El acuerdo de paz con las Farc en 2016 llevó a que cerca de trece mil personas dejaran las armas, con lo cual, la violencia política se redujo significativamente. Según cifras oficiales, mientras en el quinquenio 2001-2005 hubo 3.571.182 víctimas del conflicto armado y en el 2011-2015 hubo 2.227.410, en el quinquenio 2016-2020 la cifra se redujo a 995.588 (55% menos con respecto al inmediatamente anterior). El acuerdo también generó expectativas sobre la transformación de la ruralidad y de la política mediante la apertura de opciones de vida en la legalidad, necesarias para asfixiar las posibilidades de reproducción de los grupos armados.
No obstante, el ambiente político de polarización creciente ralentizó aún más un proceso de implementación que no empezó bien, embolatando la reforma política y aplazando la reforma rural integral. A los incumplimientos y fallas del Estado se sumó la ausencia de una política de seguridad bien concebida para proteger a la gente y llenar vacíos de poder que, tras la desmovilización de las Farc, aprovecharon el ELN, las disidencias y todo tipo de bandas criminales para disputar recursos y territorios e intimidar comunidades. Endeble implementación y ausencia de una política efectiva de seguridad son variables que cuentan para explicar que, según Indepaz, desde la firma del acuerdo hasta el pasado 15 de enero, 1.413 líderes sociales y 348 firmantes de la paz hayan sido asesinados y que las masacres hayan alcanzado una cifra dantesca: 373. En los primeros 17 días de este nuevo año han ocurrido ya 18 masacres. Es imperativo hacer realidad el artículo 22 de nuestra constitución política: “La paz es un derecho y un deber de obligatorio cumplimiento”.
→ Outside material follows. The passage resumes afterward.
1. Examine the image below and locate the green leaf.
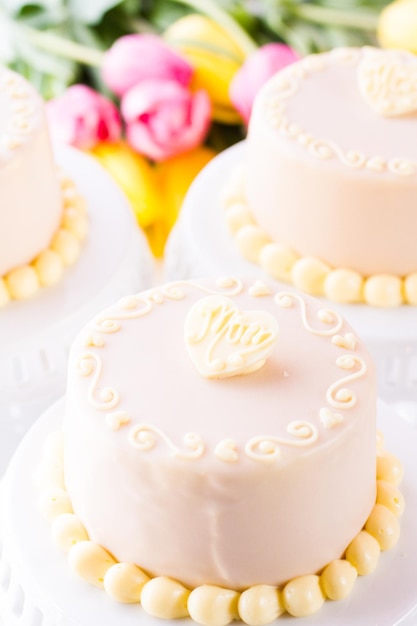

Ese artículo depende no solo de negociaciones y acuerdos sino también de un conjunto de políticas públicas, entre ellas, las de seguridad. Las reformas del sector de la seguridad son ampliamente consideradas parte integral de la agenda de construcción de paz. No es cuestión de supeditar la paz a la seguridad nacional o a la de las instituciones, sino de la seguridad de las personas en su vida cotidiana, la cual está en el núcleo del concepto de seguridad humana que Naciones Unidas propuso en 1994 y que el gobierno actual ha incorporado en su retórica. El Estado no puede renunciar a su obligación de cuidar a la gente mientras negocia con los grupos armados y el medio principal para hacerlo es la fuerza pública. Ahora bien, también hay que cuidar a la gente de los excesos y la corrupción de la propia fuerza pública, lo que debe formar parte de la política misma de seguridad. La paz y la seguridad son propósitos complementarios, no sustitutos. Ambos son necesarios para sacar las armas de la política y de la vida cotidiana.